Relugolix combination therapy added an oral option in 2021
The LIBERTY 1 and LIBERTY 2 trials, published together by Al-Hendy and colleagues in the New England Journal of Medicine in February 2021, randomized women with heavy menstrual bleeding from fibroids to relugolix combination therapy (relugolix 40 mg with estradiol and norethindrone acetate) versus placebo over 24 weeks, per Al-Hendy et al.. In the two trials, 73 percent and 71 percent of women on the combination reached the primary endpoint of menstrual blood loss under 80 mL with at least a 50 percent reduction from baseline, compared with 19 percent and 15 percent on placebo. The combination is now marketed as Myfembree and sits on the ACOG-referenced list of medical options for fibroid-associated heavy bleeding in patients who are not pursuing near-term pregnancy.
Oral therapy does not replace procedural options for a patient with a 10-centimeter submucosal fibroid and a history of miscarriage. It does give a clinician a legitimate non-surgical path for a patient whose main symptom is bleeding and who wants to defer surgery, avoid it, or bridge toward fertility planning. Patients should ask whether their insurance covers Myfembree and what the step-therapy requirements look like, because cost and prior-authorization rules vary.

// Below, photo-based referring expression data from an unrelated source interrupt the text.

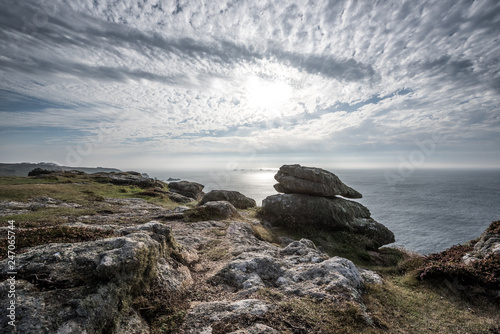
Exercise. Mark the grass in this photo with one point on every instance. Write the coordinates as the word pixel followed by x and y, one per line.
pixel 301 315
pixel 81 189
pixel 403 305
pixel 340 243
pixel 48 216
pixel 43 224
pixel 62 234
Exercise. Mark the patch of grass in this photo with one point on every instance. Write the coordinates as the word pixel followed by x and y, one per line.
pixel 403 306
pixel 480 276
pixel 49 216
pixel 19 180
pixel 303 315
pixel 339 243
pixel 26 238
pixel 83 190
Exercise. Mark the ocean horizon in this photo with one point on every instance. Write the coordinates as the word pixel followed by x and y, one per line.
pixel 429 210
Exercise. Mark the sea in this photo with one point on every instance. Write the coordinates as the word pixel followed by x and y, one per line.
pixel 428 210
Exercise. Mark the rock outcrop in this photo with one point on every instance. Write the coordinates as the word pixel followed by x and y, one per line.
pixel 212 211
pixel 250 265
pixel 310 204
pixel 236 198
pixel 487 245
pixel 134 179
pixel 311 181
pixel 186 188
pixel 88 287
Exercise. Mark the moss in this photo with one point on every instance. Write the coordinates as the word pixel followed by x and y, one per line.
pixel 447 266
pixel 403 305
pixel 163 310
pixel 38 236
pixel 303 315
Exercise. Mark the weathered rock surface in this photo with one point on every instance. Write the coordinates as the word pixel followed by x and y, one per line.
pixel 87 287
pixel 236 198
pixel 298 270
pixel 334 214
pixel 311 181
pixel 186 188
pixel 212 211
pixel 203 315
pixel 487 245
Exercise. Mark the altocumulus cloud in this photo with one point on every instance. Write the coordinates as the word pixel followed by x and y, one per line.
pixel 318 78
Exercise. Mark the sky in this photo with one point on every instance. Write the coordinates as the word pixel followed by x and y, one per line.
pixel 248 84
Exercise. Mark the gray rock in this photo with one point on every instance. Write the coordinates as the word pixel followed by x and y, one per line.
pixel 186 188
pixel 311 181
pixel 298 211
pixel 298 269
pixel 257 329
pixel 200 318
pixel 236 198
pixel 212 211
pixel 488 244
pixel 128 179
pixel 178 198
pixel 88 287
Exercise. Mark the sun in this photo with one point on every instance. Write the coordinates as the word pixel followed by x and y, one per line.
pixel 267 96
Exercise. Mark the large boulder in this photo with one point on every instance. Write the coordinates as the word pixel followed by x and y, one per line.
pixel 186 188
pixel 88 287
pixel 128 179
pixel 303 212
pixel 311 181
pixel 487 245
pixel 236 198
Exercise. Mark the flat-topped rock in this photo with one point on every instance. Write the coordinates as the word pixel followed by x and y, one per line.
pixel 186 188
pixel 311 181
pixel 299 211
pixel 236 198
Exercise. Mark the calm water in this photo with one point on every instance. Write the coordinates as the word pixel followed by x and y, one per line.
pixel 428 211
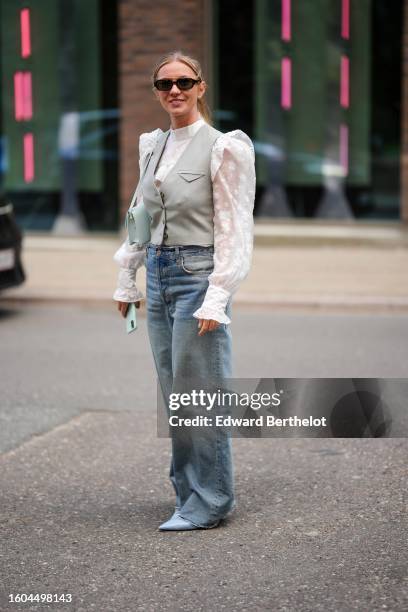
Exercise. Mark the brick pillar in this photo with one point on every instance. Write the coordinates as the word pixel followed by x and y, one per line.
pixel 148 30
pixel 404 119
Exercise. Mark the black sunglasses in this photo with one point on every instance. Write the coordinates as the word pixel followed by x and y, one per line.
pixel 183 83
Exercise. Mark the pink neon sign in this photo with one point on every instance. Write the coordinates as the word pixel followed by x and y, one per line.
pixel 25 33
pixel 345 18
pixel 286 85
pixel 285 25
pixel 23 99
pixel 28 144
pixel 345 81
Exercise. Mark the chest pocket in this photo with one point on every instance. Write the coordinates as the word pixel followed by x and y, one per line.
pixel 190 176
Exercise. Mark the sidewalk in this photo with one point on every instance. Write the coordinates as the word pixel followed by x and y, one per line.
pixel 323 265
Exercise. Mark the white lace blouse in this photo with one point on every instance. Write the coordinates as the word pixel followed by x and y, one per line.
pixel 233 178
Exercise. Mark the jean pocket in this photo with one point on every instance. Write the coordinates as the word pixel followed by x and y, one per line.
pixel 200 263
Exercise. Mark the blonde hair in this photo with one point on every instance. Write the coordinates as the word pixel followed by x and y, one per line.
pixel 179 56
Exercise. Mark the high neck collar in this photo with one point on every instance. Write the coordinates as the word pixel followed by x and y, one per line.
pixel 188 131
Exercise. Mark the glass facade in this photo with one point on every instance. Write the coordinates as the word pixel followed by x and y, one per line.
pixel 58 112
pixel 317 86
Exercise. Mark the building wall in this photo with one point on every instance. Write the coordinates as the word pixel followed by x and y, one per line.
pixel 148 31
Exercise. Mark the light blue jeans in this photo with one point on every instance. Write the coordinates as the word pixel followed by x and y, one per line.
pixel 201 468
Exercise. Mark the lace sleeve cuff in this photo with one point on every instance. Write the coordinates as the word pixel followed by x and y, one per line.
pixel 126 290
pixel 214 305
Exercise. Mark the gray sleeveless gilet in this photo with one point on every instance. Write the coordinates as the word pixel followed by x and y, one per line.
pixel 182 208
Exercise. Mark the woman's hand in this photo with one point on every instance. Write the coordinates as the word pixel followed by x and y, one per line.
pixel 123 306
pixel 206 325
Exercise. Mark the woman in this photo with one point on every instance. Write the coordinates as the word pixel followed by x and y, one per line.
pixel 198 186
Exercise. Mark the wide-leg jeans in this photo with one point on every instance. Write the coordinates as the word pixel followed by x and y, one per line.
pixel 201 468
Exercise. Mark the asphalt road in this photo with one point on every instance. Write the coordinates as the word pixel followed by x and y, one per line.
pixel 319 523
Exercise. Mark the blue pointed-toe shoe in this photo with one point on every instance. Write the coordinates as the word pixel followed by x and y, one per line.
pixel 177 523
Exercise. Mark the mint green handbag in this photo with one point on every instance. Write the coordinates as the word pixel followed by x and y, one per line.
pixel 137 220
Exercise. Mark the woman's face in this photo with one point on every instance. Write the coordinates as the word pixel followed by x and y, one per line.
pixel 176 102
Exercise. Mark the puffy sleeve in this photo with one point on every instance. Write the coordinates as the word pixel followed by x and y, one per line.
pixel 234 180
pixel 131 257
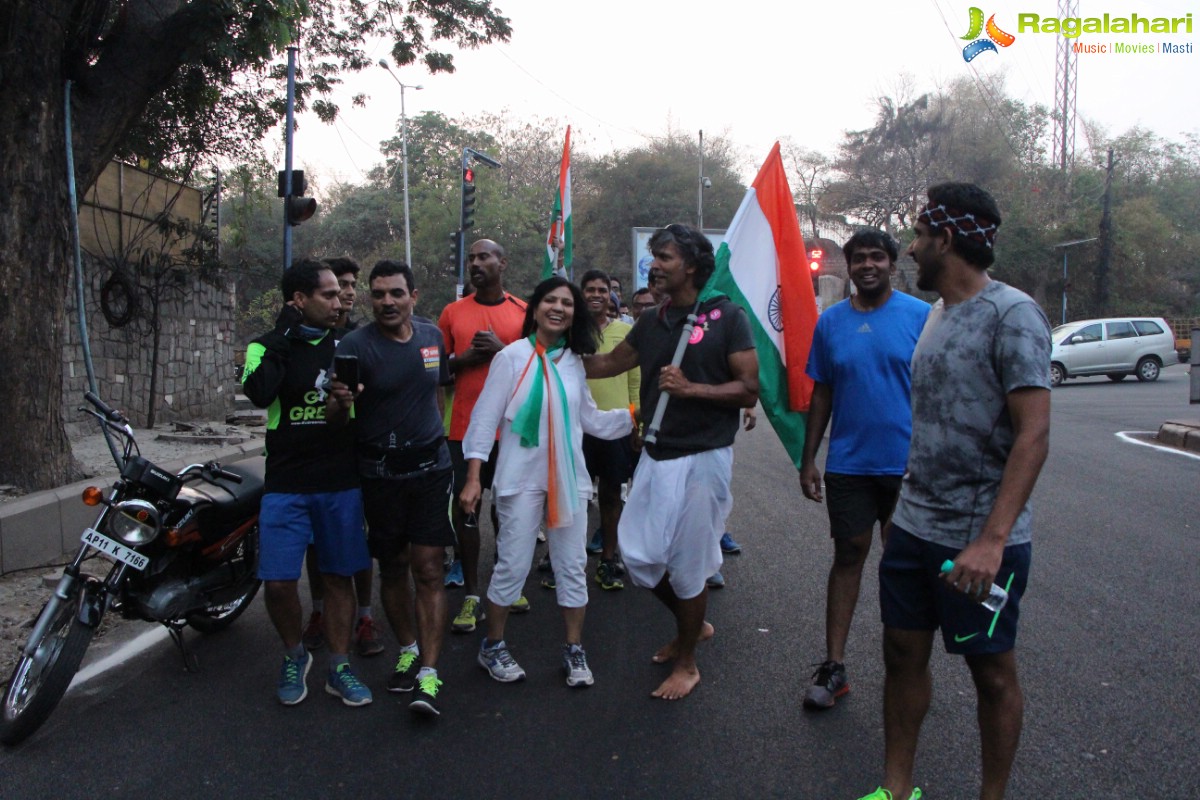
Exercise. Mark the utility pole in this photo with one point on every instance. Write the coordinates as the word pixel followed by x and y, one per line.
pixel 1102 268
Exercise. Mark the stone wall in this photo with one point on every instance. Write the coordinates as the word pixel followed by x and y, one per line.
pixel 125 245
pixel 196 355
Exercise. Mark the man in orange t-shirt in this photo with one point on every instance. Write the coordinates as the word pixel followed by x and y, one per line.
pixel 475 329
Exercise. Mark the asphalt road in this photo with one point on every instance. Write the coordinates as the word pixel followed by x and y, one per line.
pixel 1108 653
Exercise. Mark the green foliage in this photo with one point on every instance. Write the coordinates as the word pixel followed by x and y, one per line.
pixel 975 132
pixel 229 89
pixel 649 186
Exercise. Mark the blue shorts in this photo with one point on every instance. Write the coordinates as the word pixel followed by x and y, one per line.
pixel 913 597
pixel 330 521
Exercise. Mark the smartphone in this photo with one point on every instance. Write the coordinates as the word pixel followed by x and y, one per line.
pixel 346 370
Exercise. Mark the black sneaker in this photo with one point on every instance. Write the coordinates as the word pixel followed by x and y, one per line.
pixel 403 677
pixel 828 684
pixel 425 702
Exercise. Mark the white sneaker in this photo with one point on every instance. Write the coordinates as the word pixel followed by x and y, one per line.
pixel 575 665
pixel 499 663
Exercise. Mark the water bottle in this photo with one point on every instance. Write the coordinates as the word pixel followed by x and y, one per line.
pixel 996 596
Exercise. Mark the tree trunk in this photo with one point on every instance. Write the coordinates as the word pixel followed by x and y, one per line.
pixel 35 253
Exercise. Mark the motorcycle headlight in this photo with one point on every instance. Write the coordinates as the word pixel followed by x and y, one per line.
pixel 133 522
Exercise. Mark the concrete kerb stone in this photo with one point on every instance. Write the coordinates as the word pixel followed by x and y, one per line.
pixel 43 527
pixel 1183 434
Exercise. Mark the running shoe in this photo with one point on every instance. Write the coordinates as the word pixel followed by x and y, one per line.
pixel 366 636
pixel 293 685
pixel 425 702
pixel 828 684
pixel 883 794
pixel 313 633
pixel 597 545
pixel 472 613
pixel 499 662
pixel 345 684
pixel 403 677
pixel 606 576
pixel 575 666
pixel 454 577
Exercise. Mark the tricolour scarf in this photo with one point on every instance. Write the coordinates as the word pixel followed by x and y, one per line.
pixel 546 395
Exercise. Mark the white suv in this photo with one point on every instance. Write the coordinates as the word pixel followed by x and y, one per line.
pixel 1120 347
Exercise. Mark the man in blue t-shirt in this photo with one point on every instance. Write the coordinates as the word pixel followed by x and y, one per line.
pixel 861 356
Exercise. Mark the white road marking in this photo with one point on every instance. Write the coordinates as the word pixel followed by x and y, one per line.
pixel 123 654
pixel 1128 435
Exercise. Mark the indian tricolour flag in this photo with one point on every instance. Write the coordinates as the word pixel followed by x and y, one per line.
pixel 762 265
pixel 561 228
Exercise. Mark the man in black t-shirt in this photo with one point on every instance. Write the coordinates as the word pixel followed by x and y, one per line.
pixel 406 470
pixel 693 452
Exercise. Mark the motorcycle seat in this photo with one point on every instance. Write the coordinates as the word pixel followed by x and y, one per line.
pixel 233 501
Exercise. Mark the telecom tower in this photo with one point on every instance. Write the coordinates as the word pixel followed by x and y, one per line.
pixel 1065 82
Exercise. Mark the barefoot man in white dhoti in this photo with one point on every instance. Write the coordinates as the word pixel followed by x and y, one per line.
pixel 681 489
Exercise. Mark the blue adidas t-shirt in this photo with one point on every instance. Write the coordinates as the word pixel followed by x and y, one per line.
pixel 867 360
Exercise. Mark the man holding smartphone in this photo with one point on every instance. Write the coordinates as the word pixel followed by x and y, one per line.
pixel 312 489
pixel 400 368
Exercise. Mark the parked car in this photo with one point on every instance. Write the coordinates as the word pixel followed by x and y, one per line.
pixel 1119 347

What to ask at your next gynecology appointment
Patients with diagnosed or suspected fibroids can take three specific questions into the visit. First, ask the gynecologist to name every treatment option that applies to your fibroid map (number, size, location on imaging) and to explain why any option is off the table. A yes-or-no on UFE, laparoscopic myomectomy, radiofrequency ablation, and relugolix combination therapy is reasonable to expect. Second, if UFE is a candidate, ask for a referral to interventional radiology for a consultation. The procedure is performed by IR, not by OB-GYN, and referral is the step that most often does not happen. Third, if hysterectomy is being recommended, ask what specifically rules out a uterus-sparing approach in your case, and get that reasoning documented in the chart.
If the answers are vague or the menu is truncated, a second opinion at a fibroid-focused center is appropriate. ACOG Bulletin 228 is a reasonable reference to bring with you. The evidence on Black women and fibroids is not in dispute. What happens inside the exam room is where the outcome gets decided.